# Made A Tying Jig



## The Warrior (Jan 30, 2012)

Just made up of a few pieces of 2x4. Nothing fancy. This is my first tie job, so go gentle, haha. Actually, I redid it. Didn't like the way this one turned out. It was hard for me to hold all 4 pieces together, and then clamp it with such a small area to clamp with. Gonna remedy that soon. I had too much overlap on this first run as well. Looped tubes are a pain:


----------



## treefork (Feb 1, 2010)

Real nice job Warrior. Making bands will now be a breeze.


----------



## orcrender (Sep 11, 2010)

Good looking jig.


----------



## The Warrior (Jan 30, 2012)

Thanks guys. I was gonna get all fancy, and sand and paint it, etc, but didn't see where it would be worth it. It does what it was designed to do.


----------



## Rayshot (Feb 1, 2010)

Doesn't take fancy. As we see. :thumbsup:


----------



## Hrawk (Oct 25, 2010)

Rayshot said:


> Doesn't take fancy. As we see. :thumbsup:


Yeah but if you put racing stripes on it, you'll make your bands faster 

Nice job on the Jig though.


----------



## e~shot (Jun 3, 2010)

Nice jig, good job!


----------



## The Warrior (Jan 30, 2012)

Thanks guys, appreciate it.


----------



## quarterinmynose (Jan 21, 2012)

That'll do!

nice rig.


----------



## ash (Apr 23, 2013)

Torx screws though... that's pretty fancy!

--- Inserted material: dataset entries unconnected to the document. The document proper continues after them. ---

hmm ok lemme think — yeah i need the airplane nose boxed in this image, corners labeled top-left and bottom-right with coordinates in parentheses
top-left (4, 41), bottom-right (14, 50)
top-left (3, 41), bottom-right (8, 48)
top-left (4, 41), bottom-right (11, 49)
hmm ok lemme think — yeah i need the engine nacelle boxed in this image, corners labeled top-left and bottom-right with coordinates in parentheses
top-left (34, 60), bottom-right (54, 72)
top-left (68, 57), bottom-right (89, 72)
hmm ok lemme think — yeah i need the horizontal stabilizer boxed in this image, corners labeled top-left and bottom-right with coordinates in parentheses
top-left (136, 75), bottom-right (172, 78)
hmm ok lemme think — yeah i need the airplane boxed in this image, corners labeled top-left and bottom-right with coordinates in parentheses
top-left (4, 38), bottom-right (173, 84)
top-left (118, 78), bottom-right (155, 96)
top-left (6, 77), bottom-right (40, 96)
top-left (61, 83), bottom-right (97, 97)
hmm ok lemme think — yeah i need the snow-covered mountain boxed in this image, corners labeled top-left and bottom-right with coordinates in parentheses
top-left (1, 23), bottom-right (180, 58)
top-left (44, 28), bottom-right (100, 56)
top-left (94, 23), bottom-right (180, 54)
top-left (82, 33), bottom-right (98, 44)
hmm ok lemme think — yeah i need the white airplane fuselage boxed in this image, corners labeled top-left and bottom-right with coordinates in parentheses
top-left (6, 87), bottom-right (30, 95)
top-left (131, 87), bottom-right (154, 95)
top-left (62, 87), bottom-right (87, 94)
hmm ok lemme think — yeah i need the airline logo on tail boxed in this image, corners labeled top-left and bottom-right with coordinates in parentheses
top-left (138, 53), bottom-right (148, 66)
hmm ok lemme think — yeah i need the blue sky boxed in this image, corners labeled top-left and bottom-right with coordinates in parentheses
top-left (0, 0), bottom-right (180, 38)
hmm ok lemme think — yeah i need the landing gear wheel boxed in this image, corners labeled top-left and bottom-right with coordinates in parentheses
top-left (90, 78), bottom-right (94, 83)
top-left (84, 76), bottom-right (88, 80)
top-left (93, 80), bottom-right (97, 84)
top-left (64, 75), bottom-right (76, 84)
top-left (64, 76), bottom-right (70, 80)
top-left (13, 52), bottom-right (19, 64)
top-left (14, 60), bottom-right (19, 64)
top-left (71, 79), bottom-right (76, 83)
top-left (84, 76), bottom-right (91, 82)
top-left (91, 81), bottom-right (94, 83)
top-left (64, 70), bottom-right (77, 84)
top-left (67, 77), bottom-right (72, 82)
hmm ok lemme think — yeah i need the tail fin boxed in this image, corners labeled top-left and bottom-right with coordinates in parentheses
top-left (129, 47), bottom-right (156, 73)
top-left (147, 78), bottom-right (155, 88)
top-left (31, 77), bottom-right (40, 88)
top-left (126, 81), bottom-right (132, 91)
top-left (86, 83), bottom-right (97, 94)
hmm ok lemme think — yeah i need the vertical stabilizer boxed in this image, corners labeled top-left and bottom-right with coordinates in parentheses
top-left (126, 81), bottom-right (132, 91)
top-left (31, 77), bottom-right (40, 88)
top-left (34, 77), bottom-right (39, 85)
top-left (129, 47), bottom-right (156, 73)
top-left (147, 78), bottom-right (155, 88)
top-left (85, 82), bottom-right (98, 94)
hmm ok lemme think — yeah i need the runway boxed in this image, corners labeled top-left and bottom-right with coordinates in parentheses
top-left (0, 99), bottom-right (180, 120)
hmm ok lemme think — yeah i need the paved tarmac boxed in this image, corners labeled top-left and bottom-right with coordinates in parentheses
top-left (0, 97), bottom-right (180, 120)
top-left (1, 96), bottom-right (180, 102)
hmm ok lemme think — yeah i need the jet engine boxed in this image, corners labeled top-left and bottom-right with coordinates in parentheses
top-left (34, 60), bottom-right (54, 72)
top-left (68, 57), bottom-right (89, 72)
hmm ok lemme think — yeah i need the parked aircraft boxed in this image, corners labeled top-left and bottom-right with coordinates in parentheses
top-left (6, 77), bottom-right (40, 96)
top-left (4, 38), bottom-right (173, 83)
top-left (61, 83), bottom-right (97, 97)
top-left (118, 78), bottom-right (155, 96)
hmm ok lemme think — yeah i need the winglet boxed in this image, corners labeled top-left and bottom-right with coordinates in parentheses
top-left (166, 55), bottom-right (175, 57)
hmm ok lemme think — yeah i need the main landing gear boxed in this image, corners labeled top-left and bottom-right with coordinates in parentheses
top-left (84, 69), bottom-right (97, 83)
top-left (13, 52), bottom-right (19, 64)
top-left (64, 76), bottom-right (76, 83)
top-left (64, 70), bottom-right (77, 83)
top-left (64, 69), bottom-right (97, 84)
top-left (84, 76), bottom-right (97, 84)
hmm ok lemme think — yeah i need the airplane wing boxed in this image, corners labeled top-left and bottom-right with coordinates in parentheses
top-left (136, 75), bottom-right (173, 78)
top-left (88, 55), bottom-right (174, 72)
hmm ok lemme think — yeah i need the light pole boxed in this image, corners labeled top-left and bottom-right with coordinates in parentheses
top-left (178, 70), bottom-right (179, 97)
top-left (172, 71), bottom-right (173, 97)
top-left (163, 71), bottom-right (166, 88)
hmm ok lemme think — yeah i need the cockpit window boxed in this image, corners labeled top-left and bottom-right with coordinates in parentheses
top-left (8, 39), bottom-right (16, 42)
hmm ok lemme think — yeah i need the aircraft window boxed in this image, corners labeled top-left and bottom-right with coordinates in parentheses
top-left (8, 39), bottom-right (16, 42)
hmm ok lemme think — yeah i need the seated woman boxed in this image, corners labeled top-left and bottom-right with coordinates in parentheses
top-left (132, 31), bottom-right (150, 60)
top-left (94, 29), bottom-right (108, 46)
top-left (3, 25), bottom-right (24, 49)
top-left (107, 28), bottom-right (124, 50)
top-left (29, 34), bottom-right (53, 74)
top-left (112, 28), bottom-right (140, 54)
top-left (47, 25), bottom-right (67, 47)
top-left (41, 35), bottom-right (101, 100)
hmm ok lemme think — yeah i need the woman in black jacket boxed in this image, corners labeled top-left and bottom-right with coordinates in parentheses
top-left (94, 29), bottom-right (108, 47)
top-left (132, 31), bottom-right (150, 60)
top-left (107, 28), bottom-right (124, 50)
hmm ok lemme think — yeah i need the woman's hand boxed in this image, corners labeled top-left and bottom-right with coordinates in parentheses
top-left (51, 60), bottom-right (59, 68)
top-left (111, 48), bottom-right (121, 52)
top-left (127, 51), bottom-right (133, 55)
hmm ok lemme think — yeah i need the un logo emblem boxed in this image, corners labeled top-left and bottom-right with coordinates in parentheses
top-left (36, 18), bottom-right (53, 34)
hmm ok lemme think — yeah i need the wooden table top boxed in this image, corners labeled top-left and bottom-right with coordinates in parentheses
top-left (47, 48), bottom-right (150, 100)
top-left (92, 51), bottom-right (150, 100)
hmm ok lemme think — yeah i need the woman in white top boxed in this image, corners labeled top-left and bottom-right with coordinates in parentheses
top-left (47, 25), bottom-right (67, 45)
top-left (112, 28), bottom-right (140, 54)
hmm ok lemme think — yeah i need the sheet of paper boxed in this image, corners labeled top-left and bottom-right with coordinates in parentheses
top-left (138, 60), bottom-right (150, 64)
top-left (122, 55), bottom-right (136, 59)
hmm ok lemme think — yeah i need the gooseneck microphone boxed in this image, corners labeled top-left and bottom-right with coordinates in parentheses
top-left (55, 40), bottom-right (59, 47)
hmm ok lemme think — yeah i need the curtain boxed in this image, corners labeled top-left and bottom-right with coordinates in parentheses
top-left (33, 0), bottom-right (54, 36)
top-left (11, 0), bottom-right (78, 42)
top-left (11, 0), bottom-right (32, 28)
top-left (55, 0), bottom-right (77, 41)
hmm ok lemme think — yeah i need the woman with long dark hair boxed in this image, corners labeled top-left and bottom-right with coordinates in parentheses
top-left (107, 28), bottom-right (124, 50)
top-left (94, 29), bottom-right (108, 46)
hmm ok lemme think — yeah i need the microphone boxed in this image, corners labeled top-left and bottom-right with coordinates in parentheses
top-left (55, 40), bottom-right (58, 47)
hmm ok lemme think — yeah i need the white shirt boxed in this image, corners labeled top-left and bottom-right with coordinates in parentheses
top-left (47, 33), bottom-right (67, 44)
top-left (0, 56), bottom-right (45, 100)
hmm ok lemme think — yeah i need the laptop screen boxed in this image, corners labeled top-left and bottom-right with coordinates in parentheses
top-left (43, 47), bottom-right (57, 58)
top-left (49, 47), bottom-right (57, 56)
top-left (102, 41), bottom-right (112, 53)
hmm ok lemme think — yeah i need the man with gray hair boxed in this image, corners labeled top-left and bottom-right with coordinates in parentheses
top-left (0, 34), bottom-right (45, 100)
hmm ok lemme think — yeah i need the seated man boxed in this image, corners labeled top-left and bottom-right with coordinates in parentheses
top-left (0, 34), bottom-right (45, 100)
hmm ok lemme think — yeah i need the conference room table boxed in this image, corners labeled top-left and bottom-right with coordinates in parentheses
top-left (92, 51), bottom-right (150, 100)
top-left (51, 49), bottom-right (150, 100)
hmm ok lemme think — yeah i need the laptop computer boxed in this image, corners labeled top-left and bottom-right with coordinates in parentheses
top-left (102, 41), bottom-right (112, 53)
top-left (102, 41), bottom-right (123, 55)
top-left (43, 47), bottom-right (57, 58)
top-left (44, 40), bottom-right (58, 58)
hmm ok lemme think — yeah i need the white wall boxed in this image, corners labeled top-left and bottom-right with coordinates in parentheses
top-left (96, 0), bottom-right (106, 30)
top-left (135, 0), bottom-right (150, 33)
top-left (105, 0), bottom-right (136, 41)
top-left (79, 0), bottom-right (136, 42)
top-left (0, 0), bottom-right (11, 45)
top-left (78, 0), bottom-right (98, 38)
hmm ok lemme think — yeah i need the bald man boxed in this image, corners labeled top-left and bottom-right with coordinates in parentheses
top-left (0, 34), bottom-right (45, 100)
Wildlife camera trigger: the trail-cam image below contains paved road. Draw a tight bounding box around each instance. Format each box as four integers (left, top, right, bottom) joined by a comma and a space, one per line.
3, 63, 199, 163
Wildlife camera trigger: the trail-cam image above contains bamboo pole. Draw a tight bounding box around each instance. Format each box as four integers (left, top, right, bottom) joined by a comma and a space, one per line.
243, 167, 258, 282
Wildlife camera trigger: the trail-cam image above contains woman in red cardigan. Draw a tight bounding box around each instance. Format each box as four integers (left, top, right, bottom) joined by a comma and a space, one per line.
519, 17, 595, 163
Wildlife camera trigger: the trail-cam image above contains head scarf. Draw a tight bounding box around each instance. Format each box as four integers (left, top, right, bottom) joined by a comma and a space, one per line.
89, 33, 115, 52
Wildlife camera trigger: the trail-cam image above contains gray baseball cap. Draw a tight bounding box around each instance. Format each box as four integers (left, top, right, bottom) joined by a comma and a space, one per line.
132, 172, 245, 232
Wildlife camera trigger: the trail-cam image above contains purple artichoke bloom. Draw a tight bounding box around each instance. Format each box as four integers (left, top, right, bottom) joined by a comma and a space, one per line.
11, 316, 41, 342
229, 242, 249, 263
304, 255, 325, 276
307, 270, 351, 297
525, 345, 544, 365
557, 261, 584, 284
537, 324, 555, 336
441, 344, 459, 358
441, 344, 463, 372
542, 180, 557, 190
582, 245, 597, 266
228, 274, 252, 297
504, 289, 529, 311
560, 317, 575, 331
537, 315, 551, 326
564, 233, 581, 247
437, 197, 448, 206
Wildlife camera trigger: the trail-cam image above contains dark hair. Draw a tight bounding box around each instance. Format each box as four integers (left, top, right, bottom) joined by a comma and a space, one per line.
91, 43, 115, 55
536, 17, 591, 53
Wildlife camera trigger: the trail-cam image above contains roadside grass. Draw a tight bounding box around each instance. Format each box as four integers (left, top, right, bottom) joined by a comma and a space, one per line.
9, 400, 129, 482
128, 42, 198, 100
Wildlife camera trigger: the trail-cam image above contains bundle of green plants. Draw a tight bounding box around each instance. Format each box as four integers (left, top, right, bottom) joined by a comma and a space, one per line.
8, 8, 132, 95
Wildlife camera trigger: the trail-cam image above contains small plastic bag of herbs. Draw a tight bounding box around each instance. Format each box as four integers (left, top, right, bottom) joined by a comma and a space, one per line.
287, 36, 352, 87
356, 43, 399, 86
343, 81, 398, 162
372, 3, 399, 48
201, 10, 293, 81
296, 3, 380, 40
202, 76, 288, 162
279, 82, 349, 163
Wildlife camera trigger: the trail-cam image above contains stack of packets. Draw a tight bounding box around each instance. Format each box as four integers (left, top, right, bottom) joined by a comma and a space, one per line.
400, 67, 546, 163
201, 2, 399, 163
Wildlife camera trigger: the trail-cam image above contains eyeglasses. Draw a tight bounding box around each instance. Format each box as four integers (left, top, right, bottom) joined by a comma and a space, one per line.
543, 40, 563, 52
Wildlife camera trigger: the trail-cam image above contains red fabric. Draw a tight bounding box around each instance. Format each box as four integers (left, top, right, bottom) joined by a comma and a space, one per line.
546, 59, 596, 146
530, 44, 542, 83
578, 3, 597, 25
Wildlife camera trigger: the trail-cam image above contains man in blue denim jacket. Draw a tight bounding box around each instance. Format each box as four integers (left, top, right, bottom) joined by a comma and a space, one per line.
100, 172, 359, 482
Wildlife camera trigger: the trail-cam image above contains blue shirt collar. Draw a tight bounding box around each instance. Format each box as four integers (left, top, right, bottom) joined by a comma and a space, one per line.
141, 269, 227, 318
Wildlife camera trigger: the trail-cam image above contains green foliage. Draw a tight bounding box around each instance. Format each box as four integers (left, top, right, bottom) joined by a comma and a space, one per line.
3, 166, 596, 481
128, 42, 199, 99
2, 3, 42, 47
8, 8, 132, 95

Must do one of my own. A new batch of rubber arrived today and it's not going to tie itself.


----------



## The Warrior (Jan 30, 2012)

ash said:


> Torx screws though... that's pretty fancy!


Haha, I used 1/4" drywall screws to mount the toggles, and 2 1/2" deck screws to attach the boards together. Good eye though.


----------